If you find the text too small to read on this website, press the CTRL button and,
without taking your finger off, press the + button, which will enlarge the text.
Keep doing it until you have a comfortable reading size.
(Use the - button to reduce the size)

Today's quote:

Saturday, January 15, 2022

What would Freud have said about this?

 

What started off as a handful of my favourite movies - "Lawrence of Arabia", "Zorba the Greek", "Das Boot", "Im Westen nichts Neues" etc. - has morphed into the biggest DVD collection this side of the Clyde River.

During my peripatetic years when all I owned fitted into one medium-sized suitcase, I met a whole range of collectors, from the one who kept every copy of the local newspaper going back several decades to the philatelist who rushed out to buy not just one but several sheets of every new postage stamp on issue. Another one had only ten objects in his collection, but they were tractors - and I mean REAL ones! -, while yet another had the problem of storage neatly solved by only collecting the certificates of his many interest-bearing term deposits.

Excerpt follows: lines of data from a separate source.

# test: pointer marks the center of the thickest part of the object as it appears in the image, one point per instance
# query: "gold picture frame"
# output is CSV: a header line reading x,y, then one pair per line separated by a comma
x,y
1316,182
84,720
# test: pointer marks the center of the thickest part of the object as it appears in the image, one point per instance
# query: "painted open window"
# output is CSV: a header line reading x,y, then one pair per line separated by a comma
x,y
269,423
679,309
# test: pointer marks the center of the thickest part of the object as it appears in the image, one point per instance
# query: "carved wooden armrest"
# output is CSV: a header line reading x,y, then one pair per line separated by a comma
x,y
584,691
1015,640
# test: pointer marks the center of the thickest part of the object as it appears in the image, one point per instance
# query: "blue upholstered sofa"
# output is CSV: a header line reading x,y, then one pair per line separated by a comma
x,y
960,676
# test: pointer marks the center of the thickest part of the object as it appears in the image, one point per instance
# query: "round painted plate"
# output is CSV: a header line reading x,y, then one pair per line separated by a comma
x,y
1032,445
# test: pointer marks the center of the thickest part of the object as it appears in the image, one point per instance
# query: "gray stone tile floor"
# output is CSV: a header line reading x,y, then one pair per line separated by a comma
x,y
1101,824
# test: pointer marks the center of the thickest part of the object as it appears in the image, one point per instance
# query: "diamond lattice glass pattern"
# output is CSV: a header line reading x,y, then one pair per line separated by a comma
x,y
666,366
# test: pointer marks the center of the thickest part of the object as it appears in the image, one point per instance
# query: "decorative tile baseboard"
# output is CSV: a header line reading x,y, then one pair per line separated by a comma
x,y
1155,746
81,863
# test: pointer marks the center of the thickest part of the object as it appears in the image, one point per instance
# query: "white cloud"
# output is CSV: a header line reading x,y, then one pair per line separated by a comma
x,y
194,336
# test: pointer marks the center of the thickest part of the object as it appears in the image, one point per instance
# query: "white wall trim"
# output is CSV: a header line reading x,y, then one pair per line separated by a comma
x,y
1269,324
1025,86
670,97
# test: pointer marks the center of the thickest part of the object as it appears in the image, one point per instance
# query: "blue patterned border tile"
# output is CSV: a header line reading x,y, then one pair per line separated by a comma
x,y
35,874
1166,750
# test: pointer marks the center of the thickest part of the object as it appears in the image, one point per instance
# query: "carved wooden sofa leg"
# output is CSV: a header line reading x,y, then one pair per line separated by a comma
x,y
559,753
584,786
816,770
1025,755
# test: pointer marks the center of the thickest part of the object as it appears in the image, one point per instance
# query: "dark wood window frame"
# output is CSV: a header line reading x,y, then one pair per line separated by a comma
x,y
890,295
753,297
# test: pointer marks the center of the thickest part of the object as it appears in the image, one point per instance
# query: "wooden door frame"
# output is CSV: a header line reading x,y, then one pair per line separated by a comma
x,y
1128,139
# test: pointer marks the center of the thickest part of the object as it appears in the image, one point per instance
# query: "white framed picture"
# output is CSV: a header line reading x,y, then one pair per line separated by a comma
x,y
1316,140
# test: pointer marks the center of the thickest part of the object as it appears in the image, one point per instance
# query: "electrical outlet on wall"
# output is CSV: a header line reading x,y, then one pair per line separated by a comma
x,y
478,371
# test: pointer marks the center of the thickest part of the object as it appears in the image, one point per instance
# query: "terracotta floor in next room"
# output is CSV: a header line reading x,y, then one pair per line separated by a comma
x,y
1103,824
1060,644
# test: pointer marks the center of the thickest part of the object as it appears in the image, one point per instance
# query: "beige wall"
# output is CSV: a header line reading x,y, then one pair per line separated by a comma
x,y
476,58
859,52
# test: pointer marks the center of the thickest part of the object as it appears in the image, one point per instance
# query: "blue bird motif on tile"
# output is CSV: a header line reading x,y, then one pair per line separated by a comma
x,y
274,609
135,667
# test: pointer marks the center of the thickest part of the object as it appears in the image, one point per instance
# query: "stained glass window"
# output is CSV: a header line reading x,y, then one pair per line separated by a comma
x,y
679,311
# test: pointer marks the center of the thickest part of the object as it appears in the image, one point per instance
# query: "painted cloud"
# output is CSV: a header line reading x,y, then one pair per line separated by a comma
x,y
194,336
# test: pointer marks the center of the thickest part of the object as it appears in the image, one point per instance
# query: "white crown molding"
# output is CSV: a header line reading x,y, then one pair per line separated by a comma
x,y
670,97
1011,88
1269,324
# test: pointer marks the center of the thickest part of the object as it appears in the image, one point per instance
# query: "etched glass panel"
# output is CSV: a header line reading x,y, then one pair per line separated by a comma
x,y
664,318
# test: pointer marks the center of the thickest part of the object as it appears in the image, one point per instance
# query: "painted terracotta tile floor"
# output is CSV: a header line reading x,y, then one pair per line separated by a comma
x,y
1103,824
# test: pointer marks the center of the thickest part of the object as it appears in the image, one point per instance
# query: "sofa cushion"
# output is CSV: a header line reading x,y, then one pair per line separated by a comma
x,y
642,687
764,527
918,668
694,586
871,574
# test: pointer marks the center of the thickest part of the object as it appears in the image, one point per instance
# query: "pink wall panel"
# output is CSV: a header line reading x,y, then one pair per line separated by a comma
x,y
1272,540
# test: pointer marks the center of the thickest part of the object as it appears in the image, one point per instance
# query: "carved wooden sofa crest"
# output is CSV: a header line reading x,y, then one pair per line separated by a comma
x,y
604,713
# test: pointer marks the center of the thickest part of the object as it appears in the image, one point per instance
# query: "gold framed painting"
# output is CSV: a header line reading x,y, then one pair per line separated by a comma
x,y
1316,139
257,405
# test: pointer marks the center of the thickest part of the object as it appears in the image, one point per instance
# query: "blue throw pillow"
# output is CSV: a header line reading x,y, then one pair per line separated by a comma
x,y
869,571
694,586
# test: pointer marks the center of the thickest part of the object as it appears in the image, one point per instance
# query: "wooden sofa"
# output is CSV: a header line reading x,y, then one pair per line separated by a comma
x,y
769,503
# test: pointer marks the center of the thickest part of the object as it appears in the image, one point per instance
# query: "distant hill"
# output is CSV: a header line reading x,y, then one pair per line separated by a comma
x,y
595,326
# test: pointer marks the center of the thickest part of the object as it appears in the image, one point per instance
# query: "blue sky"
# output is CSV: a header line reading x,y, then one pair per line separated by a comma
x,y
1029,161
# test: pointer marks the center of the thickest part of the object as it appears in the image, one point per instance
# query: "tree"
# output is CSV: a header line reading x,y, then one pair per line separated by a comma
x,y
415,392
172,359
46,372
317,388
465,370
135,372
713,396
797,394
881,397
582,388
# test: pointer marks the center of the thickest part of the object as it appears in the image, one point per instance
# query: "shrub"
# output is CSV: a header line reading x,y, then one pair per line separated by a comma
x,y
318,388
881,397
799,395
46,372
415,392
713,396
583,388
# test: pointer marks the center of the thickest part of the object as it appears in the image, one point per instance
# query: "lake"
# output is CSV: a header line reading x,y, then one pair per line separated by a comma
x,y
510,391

Neurologists who study the collecting and indeed hoarding behaviour posit that the need to collect stems from a primeval drive to collect basic supplies such as food. Freud had a more extreme view. He postulated that all collecting stems from unresolved toilet training in that the loss of bowel control was a traumatic experience, and the product from the bowels was disgusting and frightening to the child. Thus the grown-up collector is trying to gain back control of their bowels as well as their "possessions" which were long flushed down the toilet.

Well, try and flush those thousand-plus DVDs down the toilet!